Quinoa is cultivated by native peoples of South America for over 7 thousand years. But it was not until the 1990s that the world paid attention to this pseudocereal, which specialists assert, could end world hunger.
One of the most important civilizations that cultivated Quiona were the Incas, who in addition to this, used it in numerous rituals, especially at the time of its cultivation, since it was a food of great value to them.
It is known as the gold of the Incas or the mother of all grains.
Quinoa seeds are less than 3 millimeters in diameter, but they keep a true nutritional treasure inside.
The food is rich in amino acids, iron, magnesium, antioxidants, phosphorus, potassium, and calcium.
In addition, it contributes important amounts of vitamins B, C, E and fibers. Quinoa does not contain gluten, which makes it suitable for people suffering from celiac disease and allergies, one of the main reasons why many refer to it as a true super food.
In addition to its extraordinary healthy qualities, quinoa is a plant very easy to grow. It is able to adapt to temperatures ranging from -4 ° C to 38 ° C, relative humidity of 40-88% and precipitations up to 200 mm.

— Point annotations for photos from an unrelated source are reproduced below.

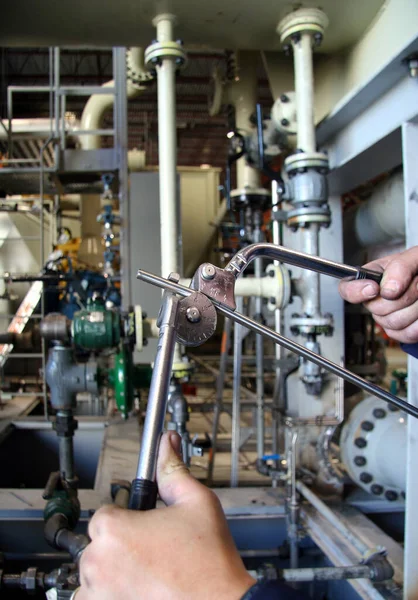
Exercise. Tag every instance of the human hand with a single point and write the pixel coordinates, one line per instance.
(393, 304)
(181, 551)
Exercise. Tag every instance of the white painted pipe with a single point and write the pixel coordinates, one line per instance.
(98, 104)
(304, 89)
(37, 127)
(242, 95)
(167, 151)
(258, 287)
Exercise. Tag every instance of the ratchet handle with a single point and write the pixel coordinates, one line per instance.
(143, 495)
(369, 274)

These characteristics make quinoa a key component ensuring the world has enough food to feed the planet’s growing population.
Quinoa is undoubtedly an ingredient that will conquer your dishes and all those who try them because, in addition to all its nutritional powers, it gives your menu great flavors and textures.
Quinoa is slowly becoming an option that day by day is filling the tables of many people who want to take care of themselves while still enjoying gastronomy.
Quinoa contributes about 368 kilocalories per 100 grams of consumption, and most of them in the form of carbohydrates – 64 grams – and proteins – more than 14 grams -, whereas it only presents 6 grams in the form of fats.
Furthermore, its protagonism in medicinal use has been very important and has grown with the passage of time.
This is mainly seen in natural medicines, traditional and alternative; while, finally, its culinary use – and most likely the one that interests us the most – is almost unlimited and continues to grow as does its use and presence in kitchens around the globe.
Currently, quinoa is sold at herbalist stores, stores that sell products originating in South America and, due to its high demand, has also expanded to supermarkets throughout Europe.